One consistent storyline each year on "Hard Knocks" is the drama of long shots trying to grab the final spots on a team's 53-man roster, and undrafted rookies are usually a big part of that underdog story.
The Bucs don't need a TV show to understand the potential impact of undrafted rookies -- last year's team had them all over the field: RB Peyton Barber, TE Alan Cross, OT Leonard Wester, DL Channing Ward and DaVonte Lambert and DB Javien Elliott.
The Bucs will bring in their six draft picks, the undrafted rookie free agents and a bunch of tryout players for rookie minicamp this coming weekend, and expect some of the tryout players to land contracts as well. Two years ago, that happened with Adam Humphries, and three years ago with Cameron Brate. Here's more information on some of the Bucs' newest additions: …

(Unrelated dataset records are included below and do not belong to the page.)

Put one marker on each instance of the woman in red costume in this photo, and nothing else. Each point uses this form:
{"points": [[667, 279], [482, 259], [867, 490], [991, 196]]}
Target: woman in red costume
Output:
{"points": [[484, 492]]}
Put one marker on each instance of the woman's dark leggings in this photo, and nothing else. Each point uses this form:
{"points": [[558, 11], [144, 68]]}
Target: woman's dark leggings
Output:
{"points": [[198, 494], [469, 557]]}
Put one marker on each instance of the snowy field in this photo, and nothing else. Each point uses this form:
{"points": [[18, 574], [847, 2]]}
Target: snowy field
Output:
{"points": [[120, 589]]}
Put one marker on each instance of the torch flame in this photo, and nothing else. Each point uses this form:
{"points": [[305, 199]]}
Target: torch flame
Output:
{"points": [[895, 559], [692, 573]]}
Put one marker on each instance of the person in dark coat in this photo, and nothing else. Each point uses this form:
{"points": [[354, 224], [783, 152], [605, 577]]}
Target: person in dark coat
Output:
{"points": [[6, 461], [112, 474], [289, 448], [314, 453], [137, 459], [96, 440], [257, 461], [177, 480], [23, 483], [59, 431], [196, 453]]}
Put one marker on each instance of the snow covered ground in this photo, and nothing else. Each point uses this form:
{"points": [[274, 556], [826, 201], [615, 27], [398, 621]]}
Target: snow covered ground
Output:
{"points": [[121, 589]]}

Immediately after closing out its 2017 NFL draft class, the Bucs have moved onto supplementing that group with undrafted rookie free agents. We're up to 11 names confirmed -- they'll be in town on Friday for the Bucs' three-day rookie minicamp. Remember, there were a ton of players that made the Bucs' roster and made impacts as undrafted rookies last season, so don't write any of these off too quickly.
Here's the names we have so far:
Antony Auclair, TE, Laval (Canada)
Deondre Barnett, DE/OLB, Southern Illinois
Richie Brown, LB, Mississippi State
Riley Bullough, LB, Michigan State
Maurice Fleming, CB, West Virginia
Alex Gray, S, Appalachian State
Korren Kirven, OL, Alabama
Christian Kuntz, LB, Duquesne
Sefo Liufau, QB, Colorado
Greg Mabin, CB, Iowa
Paul Magloire, LB, Arizona
Jonathan Moxey, DB, Boise State
Thomas Sperbeck, WR, Boise State
Jesus "Bobo" Wilson, WR, Florida State
Drew Williams, LS, South Carolina
Other names reportedly coming as tryout players: Arkansas DE JaMichael Winston, Eastern Michigan TE Cole Gardner, Fresno State CB Tyquwan Glass, Florida DT Darious Cummings, UTEP WR Cole Freytag ...
Even in the seventh round, the Bucs can draft with urgency, and they sent next year's seventh-rounder to move up 14 spots and draft former Utah and USC defensive tackle Stevie Tu'ikolovatu, a massive 348-pound prospect.
The Bucs sent next year's pick to the Dolphins so they could move up and grab Tu'ikolovatu, who is one of the draft's more colorful characters. He started his college career in 2009, spent three years on an LDS mission, then spent two months living in his car in Los Angeles last summer after transferring to USC for his final season.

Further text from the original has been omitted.